Emilia changed from a look of quiet opposition to gentleness of feature. "Why will it please you if I read that he has flattered you? I never lie about what I feel; I think men do." Her voice sank.
"You won't allow yourself to imagine, then, that he has spoken false to you?"
"Tell me," retorted Emilia, "are you sure in your heart—as sure as it beats each time—that he loves you? You are not."
"It seems that we are dignifying my gentleman remarkably," said Lady Charlotte. "When two women fight for a man, that is almost a meal for his vanity. Now, listen. I am not, as they phrase it, in love. I am an experienced person—what is called a woman of the world. I should not make a marriage unless I had come to the conclusion that I could help my husband, or he me. Do me the favour to read this letter."
Emilia took it and opened it slowly. It was a letter in the tone of the gallant paying homage with some fervour. Emilia searched every sentence for the one word. That being absent, she handed back the letter, her eyes lingering on the signature.
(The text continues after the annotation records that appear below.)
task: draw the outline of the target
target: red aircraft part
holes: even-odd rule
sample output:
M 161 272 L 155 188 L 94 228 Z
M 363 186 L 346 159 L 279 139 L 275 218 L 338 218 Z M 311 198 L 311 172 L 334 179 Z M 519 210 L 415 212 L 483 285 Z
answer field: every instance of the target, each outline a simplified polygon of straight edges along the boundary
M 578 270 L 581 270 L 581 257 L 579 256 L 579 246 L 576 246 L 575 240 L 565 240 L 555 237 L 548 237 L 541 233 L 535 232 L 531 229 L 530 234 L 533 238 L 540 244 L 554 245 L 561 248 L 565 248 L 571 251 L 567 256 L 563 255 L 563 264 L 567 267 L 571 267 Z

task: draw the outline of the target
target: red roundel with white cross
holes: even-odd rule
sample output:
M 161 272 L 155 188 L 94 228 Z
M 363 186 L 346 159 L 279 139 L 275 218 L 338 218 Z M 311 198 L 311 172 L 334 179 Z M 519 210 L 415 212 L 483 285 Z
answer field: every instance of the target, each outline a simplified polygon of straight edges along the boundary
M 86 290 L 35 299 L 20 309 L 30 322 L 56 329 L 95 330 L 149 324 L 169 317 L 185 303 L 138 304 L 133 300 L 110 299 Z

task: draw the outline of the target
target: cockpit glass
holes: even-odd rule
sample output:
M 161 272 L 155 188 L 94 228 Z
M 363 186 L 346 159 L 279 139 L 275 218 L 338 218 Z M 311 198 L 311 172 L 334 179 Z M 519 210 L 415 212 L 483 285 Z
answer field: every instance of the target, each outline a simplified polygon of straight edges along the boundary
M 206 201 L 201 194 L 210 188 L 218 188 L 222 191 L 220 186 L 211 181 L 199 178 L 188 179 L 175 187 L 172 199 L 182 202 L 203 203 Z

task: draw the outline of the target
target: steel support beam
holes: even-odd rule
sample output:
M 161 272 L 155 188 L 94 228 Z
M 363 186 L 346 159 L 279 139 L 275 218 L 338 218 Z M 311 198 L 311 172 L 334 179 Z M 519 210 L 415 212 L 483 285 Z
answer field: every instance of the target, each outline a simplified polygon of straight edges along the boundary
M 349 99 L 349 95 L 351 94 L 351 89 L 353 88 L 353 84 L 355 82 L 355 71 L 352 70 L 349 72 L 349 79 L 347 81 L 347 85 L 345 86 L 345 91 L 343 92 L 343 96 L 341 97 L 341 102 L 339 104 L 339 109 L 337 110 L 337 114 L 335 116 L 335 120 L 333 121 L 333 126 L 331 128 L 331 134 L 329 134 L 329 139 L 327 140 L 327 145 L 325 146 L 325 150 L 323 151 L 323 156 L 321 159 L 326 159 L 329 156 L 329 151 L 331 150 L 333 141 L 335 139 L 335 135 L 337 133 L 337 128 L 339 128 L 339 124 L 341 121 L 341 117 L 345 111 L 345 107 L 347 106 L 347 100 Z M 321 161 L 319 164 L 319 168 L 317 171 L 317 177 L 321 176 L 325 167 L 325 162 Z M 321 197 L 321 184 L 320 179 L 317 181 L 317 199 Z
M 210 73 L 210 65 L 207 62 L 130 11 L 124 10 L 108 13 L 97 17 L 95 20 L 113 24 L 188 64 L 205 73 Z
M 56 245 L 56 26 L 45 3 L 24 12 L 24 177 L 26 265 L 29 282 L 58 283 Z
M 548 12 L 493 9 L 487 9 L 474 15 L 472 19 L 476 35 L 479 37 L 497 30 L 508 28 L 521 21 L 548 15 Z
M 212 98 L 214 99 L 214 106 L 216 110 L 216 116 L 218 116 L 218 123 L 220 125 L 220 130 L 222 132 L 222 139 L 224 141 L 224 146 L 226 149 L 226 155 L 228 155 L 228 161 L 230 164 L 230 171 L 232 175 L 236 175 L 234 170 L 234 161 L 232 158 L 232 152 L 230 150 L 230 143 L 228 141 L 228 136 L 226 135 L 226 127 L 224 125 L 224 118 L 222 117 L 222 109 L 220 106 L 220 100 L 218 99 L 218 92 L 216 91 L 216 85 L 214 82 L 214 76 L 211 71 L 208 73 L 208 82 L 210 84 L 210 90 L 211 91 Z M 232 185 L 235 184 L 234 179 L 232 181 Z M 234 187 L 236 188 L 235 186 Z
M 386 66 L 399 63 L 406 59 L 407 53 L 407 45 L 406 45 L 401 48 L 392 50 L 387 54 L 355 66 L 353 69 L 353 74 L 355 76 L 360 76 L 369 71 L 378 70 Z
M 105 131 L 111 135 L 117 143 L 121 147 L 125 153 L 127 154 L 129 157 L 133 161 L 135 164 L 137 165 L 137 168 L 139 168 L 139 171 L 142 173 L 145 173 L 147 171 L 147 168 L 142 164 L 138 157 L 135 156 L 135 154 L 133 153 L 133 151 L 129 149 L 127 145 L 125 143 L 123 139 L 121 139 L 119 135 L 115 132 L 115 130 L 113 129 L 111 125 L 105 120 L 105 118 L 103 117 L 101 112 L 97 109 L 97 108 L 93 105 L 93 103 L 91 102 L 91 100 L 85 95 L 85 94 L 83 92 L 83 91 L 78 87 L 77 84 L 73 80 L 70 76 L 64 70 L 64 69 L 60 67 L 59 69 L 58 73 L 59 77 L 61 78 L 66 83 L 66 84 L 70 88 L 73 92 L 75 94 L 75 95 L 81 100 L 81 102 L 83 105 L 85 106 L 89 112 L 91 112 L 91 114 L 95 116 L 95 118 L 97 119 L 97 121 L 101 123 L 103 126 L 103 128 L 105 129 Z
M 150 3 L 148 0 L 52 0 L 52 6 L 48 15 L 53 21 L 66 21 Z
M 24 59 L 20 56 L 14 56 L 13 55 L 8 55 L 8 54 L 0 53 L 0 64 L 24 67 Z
"Do you see what he says?" asked Lady Charlotte; "that I can be a right hand to him, as I believe I can."
"He writes like a friend." Emilia uttered this as when we have a contrast in the mind.
"You excuse him for writing to me in that style?"
"Yes; he may write to any woman like that."
"He has latitude! You really fancy that's the sort of letter a friend would write?"
"That is how Mr. Powys would write to me," said Emilia. Lady Charlotte laughed. "My unhappy Merthyr!"
"Only if I could be a great deal older," Emilia hastened to add; and Lady
Charlotte slightly frowned, but rubbed it out with a smile.
Rising, the lady said: "I have spoken to you upon equal terms; and remember, very few women would have done what I have done. You are cared for by Merthyr Powys, and that's enough. It would do you no harm to fix your eyes upon him. You won't get him; but it would do you no harm. He has a heart, as they call it; whatever it is, it's as strong as a cable. He is a knight of the antique. He is specially guarded, however. Well, he insists that you are his friend; so you are mine, and that is why I have come to you and spoken to you. You will be silent about it, I need not say. No one but yourself is aware that Lieutenant Pole does me the honour to liken me to the good old gentleman who accompanied Telemachus in his voyages, and chooses me from among the handmaidens of earth. On this head you will promise to be silent."
Lady Charlotte held forth her hand. Emilia would not take it before she had replied, "I knew this before you came," and then she pressed the extended fingers.
Lady Charlotte drew her close. "Has Wilfrid taken you into his confidence so far?"
Emilia explained that she had heard it from his father.
The lady's face lit up as from a sting of anger. "Very well—very well," she said; and, presently, "You are right when you speak of the power of lying in men. Observe—Wilfrid told me that not one living creature knew there was question of an engagement between us. What would you do in my case?"
Emilia replied, "Forgive him; and I should think no more of it."
"Yes. It would be right; and, presuming him to have the vice, I could be of immense service to him, if at least he does not lie habitually. But this is a description of treachery, you know."
"Oh!" cried Emilia, "what kind of treachery is that, if he only will keep his heart open for me to give all mine to it!"
She stood clutching her hands in the half-sobbing ecstasy which signalises a spiritual exaltation built on disquiet. She had shown small emotion hitherto. The sight of it was like the sight of a mighty hostile power to Lady Charlotte—a power that moved her—that challenged, and irritated, and subdued her. For she saw there something that she had not; and being of a nature leaning to great-mindedness, though not of the first rank, she could not meanly mask her own deficiency by despising it. To do this is the secret evil by which souls of men and women stop their growth.